We can calculate the total length of this curve, $l$, along the parameterization as follows: $$l=\int_0^1B(t)dt=\int_0^1 P_0 (1-t)^2+2P_1 (1-t)t+P_2 t^2 dt=\int_0^1 P_0 (1-2t+t^2) + P_1(2t-2t^2) + P_2(t^2) dt$$
This is a fairly easy integral to calculate, as $P_i$ is independent of t, and the rest is very simple. In the end, this becomes $$l=P_0([t]_0^1 -2[t/2]_0^1 + [2t/3]_0^1) + P_1([2t^2/2]_0^1-[2t^3/3]_0^1) + P_2([2t^2/3]_0^1)=\frac{2}{3}P_0 + \frac{1}{3}P_1 + \frac{2}{3}P_2$$
The trouble I am having now is how to convert this into a scalar with a physical meaning.

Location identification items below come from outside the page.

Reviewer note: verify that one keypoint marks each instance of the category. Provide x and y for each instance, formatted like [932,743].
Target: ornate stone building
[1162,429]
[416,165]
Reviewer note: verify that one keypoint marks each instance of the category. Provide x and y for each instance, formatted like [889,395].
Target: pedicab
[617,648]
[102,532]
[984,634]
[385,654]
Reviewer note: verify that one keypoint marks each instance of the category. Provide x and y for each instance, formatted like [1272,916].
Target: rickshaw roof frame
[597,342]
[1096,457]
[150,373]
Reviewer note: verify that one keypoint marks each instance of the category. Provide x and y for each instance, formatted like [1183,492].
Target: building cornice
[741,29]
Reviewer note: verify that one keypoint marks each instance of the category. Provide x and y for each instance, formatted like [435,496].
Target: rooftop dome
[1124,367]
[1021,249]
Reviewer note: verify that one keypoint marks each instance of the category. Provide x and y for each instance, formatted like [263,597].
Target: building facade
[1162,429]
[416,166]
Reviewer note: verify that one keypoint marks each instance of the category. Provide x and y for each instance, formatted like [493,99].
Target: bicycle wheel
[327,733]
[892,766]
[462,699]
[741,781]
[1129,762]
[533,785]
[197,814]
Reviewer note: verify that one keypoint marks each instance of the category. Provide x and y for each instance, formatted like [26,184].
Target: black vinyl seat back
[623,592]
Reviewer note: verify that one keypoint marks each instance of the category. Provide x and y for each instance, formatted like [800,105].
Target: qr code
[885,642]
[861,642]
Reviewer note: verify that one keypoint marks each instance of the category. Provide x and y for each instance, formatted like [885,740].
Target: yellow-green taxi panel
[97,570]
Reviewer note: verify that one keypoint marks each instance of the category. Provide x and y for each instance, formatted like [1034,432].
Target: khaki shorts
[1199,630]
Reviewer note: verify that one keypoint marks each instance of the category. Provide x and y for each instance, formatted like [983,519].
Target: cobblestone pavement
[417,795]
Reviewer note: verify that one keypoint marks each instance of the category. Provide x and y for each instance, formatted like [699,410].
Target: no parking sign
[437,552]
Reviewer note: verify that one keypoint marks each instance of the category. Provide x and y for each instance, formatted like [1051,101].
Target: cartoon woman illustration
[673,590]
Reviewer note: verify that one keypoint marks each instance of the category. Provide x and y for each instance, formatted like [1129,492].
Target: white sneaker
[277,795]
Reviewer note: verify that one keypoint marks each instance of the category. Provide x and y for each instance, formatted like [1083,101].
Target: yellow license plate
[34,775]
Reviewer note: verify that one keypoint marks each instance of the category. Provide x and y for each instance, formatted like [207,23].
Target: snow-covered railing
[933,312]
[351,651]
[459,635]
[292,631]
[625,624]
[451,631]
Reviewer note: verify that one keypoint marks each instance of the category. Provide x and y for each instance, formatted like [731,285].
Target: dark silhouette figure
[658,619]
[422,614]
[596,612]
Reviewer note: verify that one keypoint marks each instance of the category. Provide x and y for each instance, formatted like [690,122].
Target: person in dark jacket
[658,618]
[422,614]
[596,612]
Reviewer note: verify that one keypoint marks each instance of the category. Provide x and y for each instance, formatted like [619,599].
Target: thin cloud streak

The thing I first considered was just doing $$\sqrt{(\frac{2}{3}P_0.x + \frac{1}{3}P_1.x + \frac{2}{3}P_2.x)^2 + (\frac{2}{3}P_0.y + \frac{1}{3}P_1.y + \frac{2}{3}P_2.y)^2 + (\frac{2}{3}P_0.z + \frac{1}{3}P_1.z + \frac{2}{3}P_2.z)^2}$$
This may be the correct thing to do, but I don't have a good way of proving it one way or the other, and it doesn't make strong intuitive sense to me.
The other way I could go about it is do the process of calculating $l$ for each dimension within the integral, so that I'd end up with an $l_x, l_y, l_z$, but then I'm still not sure what to do within there.